As industry professionals at many levels in our companies, we all--myself included!--have a job to do in developing new competencies and showing our executive leaders the way forward in the digital economy.  We can do this more effectively by increasing customer orientation, business proposition focus, management readiness, and architecture flexibly to make a fit for new ideas, new products, new services, and hopefully new revenues and profits.   Progress is even more important today than perfection.  It will take some contained failures to get to big success.  Collaboration can help share the investment for experimenting at a business level with solid building blocks.

Speaking of business models, I’m taking a week off to go lay in the sun, so there’ll be no blog next week, but I’ll resume in 2 weeks time.    While on vacation, I have ambitions to read a great new hard-copy book called Business Model Generation by Alexander Osterwalder and Yves Pigneur.   I encourage you to get and finish it before me.  


Posted 06-25-2010 3:38 PM by Stephen Fleece

Comments

Dirk Rejahl wrote re: Worst Competition in New Business Models
on 06-26-2010 5:10 AM

Stephen,

I agree that readiness of the organisation and commitment of the management is key for successful innovation!

And I agree that regarding innovation, the OSI 7+ layers (OSI layer 8 = commercial layer; OSI layer 9 = business model layer) are more and more important.

Valueable innovation can only happen if innovators take the customers perspective - i.e. customer/user experience is key for successful innovation, too (and that's the main reason for the success of Apple).

So we are comming to the question "What are valuable innovations from the customers perspective?"  - (recommended reading: innovationarsenal.pbworks.com/.../HBR_Value%20Innovation.PDF)

Another aspect regarding competition is "where" to innovate: in the red ocean - or the blue ocean - i.e. are we targeting to distract customers from the competition or are we targeting to attract customers from "outside" the respective market.
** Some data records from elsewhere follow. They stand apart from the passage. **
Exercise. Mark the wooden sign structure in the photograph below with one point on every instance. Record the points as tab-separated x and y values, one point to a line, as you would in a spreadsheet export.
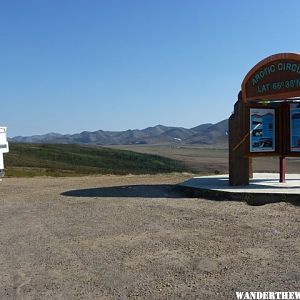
266	117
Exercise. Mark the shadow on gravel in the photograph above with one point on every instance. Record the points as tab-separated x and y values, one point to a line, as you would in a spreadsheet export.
176	192
134	191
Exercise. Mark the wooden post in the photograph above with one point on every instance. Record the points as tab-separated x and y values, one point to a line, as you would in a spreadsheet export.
239	165
282	168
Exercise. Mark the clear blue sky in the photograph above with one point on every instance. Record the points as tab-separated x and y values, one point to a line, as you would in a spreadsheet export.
73	65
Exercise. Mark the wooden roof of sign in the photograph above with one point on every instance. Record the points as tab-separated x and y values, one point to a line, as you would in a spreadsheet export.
275	77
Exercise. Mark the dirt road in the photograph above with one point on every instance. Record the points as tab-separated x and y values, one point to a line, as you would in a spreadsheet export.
136	237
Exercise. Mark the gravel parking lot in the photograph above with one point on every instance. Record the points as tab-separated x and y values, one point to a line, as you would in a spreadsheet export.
136	237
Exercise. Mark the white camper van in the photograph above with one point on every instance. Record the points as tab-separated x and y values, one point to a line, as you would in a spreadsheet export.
3	148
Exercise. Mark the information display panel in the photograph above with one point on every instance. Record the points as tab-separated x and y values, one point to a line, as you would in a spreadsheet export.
262	130
295	127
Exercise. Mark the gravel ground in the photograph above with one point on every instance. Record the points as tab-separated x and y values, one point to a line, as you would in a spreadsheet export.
136	237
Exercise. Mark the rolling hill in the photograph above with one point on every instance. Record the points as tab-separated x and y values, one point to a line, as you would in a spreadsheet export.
205	134
76	160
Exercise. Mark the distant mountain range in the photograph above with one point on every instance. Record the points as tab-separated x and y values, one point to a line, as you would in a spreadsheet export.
205	134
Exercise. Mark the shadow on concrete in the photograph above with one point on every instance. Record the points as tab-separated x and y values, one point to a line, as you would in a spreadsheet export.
133	191
177	192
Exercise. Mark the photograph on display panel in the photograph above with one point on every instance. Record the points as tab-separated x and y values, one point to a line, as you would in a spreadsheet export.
262	130
295	127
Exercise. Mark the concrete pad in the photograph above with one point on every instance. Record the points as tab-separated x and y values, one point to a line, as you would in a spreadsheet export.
263	188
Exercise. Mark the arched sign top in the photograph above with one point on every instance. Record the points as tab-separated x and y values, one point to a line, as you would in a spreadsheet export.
275	77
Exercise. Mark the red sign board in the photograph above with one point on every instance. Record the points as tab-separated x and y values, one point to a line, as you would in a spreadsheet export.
273	78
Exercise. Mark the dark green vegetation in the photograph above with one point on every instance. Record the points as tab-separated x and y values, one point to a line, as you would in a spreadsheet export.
73	160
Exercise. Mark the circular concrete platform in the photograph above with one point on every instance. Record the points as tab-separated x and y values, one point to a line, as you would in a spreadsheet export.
263	188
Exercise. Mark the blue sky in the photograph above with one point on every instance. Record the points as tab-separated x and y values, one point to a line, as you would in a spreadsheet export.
73	65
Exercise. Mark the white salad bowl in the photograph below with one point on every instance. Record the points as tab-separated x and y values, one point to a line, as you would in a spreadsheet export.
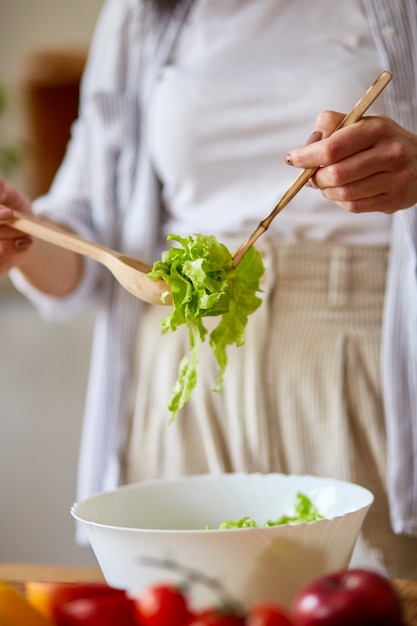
156	531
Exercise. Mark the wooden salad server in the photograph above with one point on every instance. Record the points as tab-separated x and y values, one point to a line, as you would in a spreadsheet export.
129	272
356	113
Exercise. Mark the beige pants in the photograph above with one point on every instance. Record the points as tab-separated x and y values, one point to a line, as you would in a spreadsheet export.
301	396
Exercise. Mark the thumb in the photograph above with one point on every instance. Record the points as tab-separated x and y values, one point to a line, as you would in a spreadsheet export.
326	124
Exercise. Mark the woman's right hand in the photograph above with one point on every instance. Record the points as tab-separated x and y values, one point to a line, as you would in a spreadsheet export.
14	245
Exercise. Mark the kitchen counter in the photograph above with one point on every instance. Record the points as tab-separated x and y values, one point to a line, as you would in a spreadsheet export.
17	573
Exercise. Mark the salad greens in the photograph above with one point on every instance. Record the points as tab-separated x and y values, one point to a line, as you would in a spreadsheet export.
203	282
304	512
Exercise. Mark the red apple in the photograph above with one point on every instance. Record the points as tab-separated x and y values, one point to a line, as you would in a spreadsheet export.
353	597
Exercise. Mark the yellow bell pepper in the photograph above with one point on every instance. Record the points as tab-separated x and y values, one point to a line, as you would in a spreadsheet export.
15	610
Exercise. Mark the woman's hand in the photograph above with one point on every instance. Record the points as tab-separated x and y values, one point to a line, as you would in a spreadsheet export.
47	267
14	245
370	165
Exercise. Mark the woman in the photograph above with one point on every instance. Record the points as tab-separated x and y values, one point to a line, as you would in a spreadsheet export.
189	115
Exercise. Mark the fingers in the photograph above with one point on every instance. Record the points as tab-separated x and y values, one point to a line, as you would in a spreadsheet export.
13	243
370	165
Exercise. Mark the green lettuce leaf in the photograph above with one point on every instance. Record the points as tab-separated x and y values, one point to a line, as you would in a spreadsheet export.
304	513
203	282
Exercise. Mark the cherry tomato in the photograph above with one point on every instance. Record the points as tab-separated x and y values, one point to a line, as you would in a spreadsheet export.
216	617
108	610
268	615
162	605
47	597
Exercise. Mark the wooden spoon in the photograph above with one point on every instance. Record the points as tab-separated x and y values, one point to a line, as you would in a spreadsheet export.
356	113
129	272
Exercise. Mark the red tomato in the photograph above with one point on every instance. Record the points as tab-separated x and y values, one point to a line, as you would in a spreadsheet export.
162	605
268	615
216	617
47	597
110	610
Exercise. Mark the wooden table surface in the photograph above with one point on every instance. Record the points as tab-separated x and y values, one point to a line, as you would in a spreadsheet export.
17	573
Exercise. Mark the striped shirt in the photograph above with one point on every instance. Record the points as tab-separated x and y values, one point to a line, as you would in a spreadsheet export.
106	190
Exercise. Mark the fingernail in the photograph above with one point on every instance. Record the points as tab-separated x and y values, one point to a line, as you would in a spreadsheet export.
316	135
22	243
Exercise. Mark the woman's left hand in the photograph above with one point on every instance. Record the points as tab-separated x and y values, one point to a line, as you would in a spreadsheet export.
370	165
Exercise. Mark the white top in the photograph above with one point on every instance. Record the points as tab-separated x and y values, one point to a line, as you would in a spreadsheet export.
219	129
106	148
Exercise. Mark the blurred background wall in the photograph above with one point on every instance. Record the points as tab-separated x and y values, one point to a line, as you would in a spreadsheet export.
43	366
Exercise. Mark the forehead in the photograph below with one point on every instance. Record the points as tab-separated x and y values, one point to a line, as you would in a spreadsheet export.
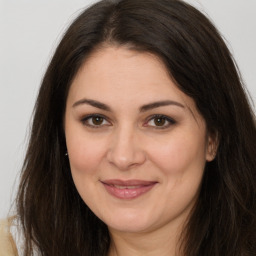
117	74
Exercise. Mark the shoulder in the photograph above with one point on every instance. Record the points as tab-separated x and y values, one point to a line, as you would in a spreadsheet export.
7	245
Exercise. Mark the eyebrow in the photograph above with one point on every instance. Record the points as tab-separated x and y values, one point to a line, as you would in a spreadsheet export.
93	103
143	108
158	104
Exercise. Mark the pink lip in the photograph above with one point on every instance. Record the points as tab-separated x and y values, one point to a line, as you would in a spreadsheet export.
129	189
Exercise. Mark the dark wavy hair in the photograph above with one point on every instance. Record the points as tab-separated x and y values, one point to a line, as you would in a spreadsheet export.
55	220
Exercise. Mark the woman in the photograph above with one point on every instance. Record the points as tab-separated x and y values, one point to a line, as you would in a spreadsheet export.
143	140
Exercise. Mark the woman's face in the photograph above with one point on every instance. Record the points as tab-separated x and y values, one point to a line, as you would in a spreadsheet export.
137	145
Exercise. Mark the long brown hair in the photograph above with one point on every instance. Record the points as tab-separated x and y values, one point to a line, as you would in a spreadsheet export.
54	218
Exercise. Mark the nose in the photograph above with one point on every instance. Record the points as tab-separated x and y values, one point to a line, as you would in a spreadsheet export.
125	151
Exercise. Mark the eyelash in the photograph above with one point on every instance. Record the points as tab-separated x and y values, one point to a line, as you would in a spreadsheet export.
167	119
85	121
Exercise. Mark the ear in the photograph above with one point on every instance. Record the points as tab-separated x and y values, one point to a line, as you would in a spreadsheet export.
212	141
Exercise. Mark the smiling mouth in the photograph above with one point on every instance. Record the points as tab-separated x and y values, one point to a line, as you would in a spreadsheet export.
129	189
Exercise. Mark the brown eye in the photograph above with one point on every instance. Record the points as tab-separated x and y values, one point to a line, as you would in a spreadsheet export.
97	120
160	121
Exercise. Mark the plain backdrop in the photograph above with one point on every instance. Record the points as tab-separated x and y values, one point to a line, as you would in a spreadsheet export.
29	33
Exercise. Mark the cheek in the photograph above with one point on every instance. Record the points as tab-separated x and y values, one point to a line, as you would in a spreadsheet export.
85	154
179	154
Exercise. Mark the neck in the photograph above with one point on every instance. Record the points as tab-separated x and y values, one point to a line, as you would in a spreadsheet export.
164	242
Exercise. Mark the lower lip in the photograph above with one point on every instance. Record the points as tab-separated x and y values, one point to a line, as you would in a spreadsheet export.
128	193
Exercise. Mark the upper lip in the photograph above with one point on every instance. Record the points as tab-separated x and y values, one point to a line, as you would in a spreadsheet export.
128	182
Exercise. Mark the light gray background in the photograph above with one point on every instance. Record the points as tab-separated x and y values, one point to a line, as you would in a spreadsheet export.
29	33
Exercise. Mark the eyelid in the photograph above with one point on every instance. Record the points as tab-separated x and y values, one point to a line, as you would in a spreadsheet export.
170	121
85	118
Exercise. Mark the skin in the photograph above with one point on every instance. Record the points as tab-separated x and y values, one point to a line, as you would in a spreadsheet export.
128	143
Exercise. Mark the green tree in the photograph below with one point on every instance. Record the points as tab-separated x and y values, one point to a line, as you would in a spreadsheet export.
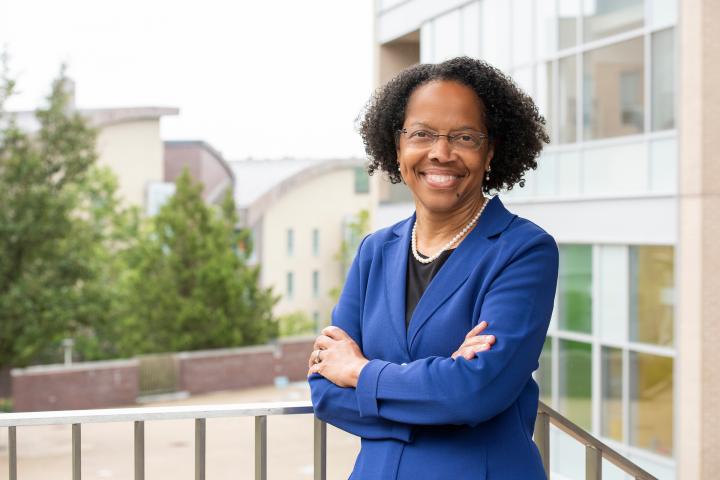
54	205
190	286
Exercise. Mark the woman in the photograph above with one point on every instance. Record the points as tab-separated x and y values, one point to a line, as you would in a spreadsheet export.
443	316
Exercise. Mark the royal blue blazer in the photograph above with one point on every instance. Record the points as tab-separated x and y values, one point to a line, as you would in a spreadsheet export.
420	414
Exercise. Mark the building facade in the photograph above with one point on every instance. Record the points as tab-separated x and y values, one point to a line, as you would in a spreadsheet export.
299	212
610	189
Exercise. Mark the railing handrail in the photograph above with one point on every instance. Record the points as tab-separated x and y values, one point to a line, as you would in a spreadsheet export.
606	452
69	417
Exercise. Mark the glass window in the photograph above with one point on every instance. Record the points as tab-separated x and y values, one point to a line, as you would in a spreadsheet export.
663	79
613	298
575	288
290	285
543	375
652	302
613	90
575	382
568	11
603	18
611	413
316	283
362	180
290	241
316	242
651	402
568	100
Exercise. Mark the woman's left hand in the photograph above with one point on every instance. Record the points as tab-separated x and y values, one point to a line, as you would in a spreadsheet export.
337	357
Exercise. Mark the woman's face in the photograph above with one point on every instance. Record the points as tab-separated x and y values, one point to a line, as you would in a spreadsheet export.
443	176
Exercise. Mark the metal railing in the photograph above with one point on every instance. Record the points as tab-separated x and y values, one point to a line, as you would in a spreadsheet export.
595	450
139	416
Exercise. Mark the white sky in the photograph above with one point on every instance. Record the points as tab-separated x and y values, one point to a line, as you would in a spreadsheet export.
253	78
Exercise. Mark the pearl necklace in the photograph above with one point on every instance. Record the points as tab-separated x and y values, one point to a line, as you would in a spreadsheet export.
453	241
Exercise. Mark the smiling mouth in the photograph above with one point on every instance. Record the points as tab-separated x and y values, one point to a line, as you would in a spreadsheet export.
441	180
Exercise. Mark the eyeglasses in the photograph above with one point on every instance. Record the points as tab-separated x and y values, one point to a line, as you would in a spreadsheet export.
462	141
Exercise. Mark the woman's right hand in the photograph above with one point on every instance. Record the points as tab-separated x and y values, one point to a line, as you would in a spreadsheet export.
474	343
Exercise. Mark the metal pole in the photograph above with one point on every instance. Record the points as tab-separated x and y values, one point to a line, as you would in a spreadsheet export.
12	452
199	449
593	463
139	450
261	447
542	439
76	451
320	450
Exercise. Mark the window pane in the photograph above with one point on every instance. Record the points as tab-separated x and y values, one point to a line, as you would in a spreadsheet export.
568	100
613	90
575	381
544	373
663	79
651	402
612	393
568	11
575	288
603	18
652	302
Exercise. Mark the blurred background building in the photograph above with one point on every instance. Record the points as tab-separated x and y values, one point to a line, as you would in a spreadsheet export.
628	207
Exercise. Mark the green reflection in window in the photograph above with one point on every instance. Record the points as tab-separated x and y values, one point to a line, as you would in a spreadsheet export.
612	407
544	373
652	303
575	288
575	382
651	402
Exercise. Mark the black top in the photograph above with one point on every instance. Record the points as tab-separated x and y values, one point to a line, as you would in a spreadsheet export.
418	278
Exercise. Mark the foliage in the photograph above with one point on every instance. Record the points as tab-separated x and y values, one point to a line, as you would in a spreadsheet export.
355	231
189	288
296	323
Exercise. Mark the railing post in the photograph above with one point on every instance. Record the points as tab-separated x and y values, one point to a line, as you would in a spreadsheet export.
12	452
199	449
139	450
593	463
261	447
320	450
542	439
76	441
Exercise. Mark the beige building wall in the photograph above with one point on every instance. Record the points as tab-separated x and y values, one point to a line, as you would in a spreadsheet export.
698	277
134	151
323	203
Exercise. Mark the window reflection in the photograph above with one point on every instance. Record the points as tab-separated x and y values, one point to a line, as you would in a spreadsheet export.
652	303
613	90
575	395
603	18
575	288
612	393
651	402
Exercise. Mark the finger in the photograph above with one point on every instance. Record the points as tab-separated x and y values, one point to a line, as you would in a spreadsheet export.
336	333
322	342
477	329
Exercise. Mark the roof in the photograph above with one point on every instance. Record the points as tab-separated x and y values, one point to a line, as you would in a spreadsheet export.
259	183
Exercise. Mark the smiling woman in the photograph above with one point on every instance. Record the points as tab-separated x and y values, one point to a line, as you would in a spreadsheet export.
443	316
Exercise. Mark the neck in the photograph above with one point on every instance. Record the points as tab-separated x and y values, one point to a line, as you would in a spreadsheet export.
434	229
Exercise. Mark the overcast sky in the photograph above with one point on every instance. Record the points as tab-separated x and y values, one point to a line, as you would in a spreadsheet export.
259	78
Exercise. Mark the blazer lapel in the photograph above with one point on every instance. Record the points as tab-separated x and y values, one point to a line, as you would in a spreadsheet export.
395	257
457	268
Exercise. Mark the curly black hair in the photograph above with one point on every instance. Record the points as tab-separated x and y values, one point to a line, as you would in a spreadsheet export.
514	124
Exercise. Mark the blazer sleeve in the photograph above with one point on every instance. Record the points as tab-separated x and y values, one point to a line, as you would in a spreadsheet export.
440	390
337	405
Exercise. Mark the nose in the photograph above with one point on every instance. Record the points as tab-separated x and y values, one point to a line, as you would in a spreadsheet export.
441	150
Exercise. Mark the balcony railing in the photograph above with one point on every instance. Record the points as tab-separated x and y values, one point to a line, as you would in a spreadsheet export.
595	450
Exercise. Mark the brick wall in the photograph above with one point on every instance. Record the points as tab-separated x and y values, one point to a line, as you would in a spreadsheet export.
79	386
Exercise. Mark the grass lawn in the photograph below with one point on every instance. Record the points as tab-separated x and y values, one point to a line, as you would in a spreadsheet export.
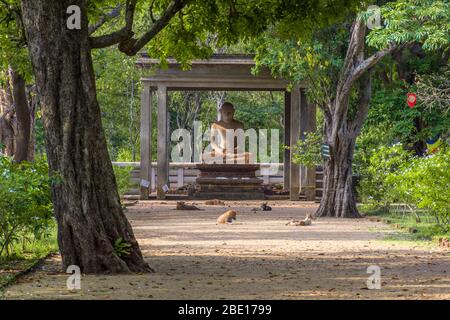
24	259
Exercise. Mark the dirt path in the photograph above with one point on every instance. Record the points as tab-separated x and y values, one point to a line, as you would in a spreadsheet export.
258	257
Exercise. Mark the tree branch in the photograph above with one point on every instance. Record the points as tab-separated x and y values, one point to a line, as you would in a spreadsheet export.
124	36
132	46
114	13
116	37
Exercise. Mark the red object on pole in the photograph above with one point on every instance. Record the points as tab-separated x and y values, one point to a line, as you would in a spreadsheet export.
412	99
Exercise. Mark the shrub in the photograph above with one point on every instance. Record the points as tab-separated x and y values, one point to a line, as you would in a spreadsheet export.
123	176
374	187
394	175
425	183
26	213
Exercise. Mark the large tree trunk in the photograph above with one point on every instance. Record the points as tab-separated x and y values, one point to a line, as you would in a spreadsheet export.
86	202
341	129
338	198
7	122
23	116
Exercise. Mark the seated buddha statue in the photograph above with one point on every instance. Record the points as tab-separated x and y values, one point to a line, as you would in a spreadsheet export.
222	150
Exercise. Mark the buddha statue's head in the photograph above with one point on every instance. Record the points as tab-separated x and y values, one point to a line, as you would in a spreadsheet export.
227	112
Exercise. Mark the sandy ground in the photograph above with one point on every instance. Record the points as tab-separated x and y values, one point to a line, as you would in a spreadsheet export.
258	257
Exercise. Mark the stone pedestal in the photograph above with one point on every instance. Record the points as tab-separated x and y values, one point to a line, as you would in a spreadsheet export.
229	182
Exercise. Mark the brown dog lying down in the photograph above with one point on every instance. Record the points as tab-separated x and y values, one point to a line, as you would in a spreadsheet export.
306	222
215	202
227	217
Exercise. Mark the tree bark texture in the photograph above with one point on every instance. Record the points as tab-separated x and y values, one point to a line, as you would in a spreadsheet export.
86	202
341	129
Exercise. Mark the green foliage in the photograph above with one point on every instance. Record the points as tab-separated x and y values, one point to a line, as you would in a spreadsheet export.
118	93
121	248
123	175
26	213
422	21
383	162
425	183
307	151
394	176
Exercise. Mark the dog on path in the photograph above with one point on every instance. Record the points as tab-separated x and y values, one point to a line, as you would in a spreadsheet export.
227	217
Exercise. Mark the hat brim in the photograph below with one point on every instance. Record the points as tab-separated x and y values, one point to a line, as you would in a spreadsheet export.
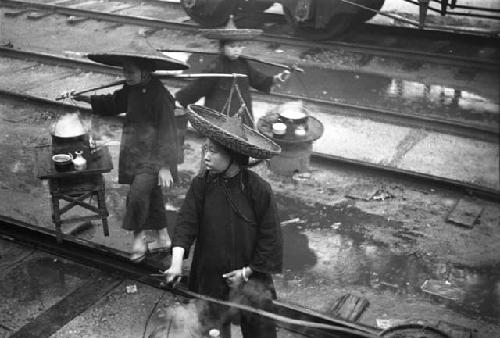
314	131
231	34
155	62
210	124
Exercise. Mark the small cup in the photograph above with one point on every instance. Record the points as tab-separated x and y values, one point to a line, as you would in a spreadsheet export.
279	129
62	162
300	131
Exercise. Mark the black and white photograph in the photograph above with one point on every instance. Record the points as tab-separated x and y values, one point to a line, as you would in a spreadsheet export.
249	168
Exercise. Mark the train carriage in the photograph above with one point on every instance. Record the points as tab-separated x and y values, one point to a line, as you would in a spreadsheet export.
318	19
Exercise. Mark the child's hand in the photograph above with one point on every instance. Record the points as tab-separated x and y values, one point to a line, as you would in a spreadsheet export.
173	275
234	278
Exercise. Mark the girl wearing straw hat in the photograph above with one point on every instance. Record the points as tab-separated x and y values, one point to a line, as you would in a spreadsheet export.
218	92
148	150
231	213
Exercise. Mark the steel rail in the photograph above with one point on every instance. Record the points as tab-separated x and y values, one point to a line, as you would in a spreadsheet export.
375	114
117	262
368	113
438	58
472	189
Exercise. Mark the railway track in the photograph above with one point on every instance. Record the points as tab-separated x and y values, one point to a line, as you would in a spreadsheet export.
113	266
430	46
28	67
461	128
In emerging market like mobile internet  the latter one seem to be the better idea.

An excellent book, worth for being read during vacation is "The blue ocean strategy" www.amazon.com/.../ref=sr_1_1

Stephen, enjoy you holiday!

Best wishes,

Dirk

bing huang wrote re: Worst Competition in New Business Models
on 06-26-2010 11:27 PM

very good blog

Amitabh Tripathi wrote re: Worst Competition in New Business Models
on 07-01-2010 5:41 AM

Interesting article!!

Rohit Raghav wrote re: Worst Competition in New Business Models
on 07-14-2010 6:20 AM

Nice blog, Stephen.

Telcos being slower, in general, to innovate brings into context the organizational DNA. Businesses thinking of layer 7+ are smaller (at least to start with), nimble-footed ones with great growth stories in last decade or so. These are organization structured to compete in era of focusing on core competency and have business models that use collaborative, and maybe open, innovation eco-systems rather than internalized innovation process. As Dirk mentioned that innovation is in the eyes of customer, innovation without multiple players focusing on their part of value chain leads to good products/solutions with lower than expected acceptance and thus innovation failure. Forces for organizational rigidity can rise due to age or with success (both applicable to CSPs) and CSPs get fixated on current businesses - thus preferring exploitation over exploration. To make CSPs collaborate with various stakeholders is, probably, one of the most important contribution of TMForum.